HISTORIQUE DU PROJET

→ Septembre-octobre 2018 : élaboration du questionnaire support de l’étude ;

→ Novembre 2018 : soumission du questionnaire anonyme sur les réseaux sociaux ;

→ Fin 2018-début 2019 : rédaction de l’abstract pour candidature à l’International AIDS Society (IAS) 2019 ;

→ Juillet 2019 : l’étude fait l’objet d’un poster commenté par Julien Martinez à l’IAS de Mexico.

CONGRÈS

L’aventure mexicaine

Sur les conseils de son « ami et mentor » le Pr Épaulard, Julien Martinez candidate fin 2018 pour présenter son étude à un congrès international : il rédige un abstract de 300 mots en anglais et se voit retenu pour participer à la 10e édition de l’IAS Conference on HIV Science, du 21 au 24 juillet 2019 à Mexico.

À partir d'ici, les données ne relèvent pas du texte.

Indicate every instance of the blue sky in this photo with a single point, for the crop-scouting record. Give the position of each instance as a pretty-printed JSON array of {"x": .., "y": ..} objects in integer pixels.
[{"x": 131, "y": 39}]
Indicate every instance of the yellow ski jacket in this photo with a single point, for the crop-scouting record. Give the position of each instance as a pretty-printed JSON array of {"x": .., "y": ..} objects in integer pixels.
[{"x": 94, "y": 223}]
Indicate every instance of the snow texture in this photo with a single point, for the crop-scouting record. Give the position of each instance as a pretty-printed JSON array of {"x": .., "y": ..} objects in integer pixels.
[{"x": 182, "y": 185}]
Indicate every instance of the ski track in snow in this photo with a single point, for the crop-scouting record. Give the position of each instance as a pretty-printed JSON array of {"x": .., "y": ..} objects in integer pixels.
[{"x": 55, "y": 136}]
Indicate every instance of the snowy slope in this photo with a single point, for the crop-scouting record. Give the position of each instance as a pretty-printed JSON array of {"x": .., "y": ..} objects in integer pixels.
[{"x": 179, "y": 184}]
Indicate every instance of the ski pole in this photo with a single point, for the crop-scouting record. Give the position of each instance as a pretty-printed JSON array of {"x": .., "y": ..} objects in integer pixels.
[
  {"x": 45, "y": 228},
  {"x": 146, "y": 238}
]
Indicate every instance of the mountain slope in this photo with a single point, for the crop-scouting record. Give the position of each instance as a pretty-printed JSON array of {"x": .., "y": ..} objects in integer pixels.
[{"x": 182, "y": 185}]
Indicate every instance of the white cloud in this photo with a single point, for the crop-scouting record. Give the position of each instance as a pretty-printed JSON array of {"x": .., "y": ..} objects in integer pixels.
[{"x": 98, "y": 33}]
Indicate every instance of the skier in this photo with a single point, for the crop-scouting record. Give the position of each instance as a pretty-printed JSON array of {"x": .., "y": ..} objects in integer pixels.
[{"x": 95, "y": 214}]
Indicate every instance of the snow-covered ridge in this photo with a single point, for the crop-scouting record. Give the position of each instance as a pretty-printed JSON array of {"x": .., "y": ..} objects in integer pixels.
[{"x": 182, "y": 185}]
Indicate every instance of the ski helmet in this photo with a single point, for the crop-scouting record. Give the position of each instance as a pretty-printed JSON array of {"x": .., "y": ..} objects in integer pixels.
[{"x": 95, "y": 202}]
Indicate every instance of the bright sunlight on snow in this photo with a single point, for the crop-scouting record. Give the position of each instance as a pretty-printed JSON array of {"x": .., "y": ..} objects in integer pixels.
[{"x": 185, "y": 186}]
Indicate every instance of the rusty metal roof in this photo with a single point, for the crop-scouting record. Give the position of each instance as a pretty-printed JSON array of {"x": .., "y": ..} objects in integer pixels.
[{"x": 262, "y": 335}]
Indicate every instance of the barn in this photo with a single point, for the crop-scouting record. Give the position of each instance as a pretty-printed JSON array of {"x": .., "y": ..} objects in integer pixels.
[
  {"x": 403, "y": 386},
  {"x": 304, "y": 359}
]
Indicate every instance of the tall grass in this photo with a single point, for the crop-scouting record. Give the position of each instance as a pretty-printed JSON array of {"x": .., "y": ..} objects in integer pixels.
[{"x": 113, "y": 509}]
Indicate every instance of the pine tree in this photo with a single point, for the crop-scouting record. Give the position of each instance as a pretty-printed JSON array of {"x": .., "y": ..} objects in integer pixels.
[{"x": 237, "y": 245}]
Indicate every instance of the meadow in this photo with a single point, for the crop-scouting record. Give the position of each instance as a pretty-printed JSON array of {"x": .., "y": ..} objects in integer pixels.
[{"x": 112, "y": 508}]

Il finance le voyage sur ses deniers personnels et part pendant ses vacances. Une expérience inoubliable qui lui permet de rencontrer des collègues du monde entier, de constater qu’ailleurs des infirmiers prescrivent la prophylaxie pré-exposition (Prep) et de visiter la Clìnica condesa, un établissement spécialisé dans le soin aux patients VIH+.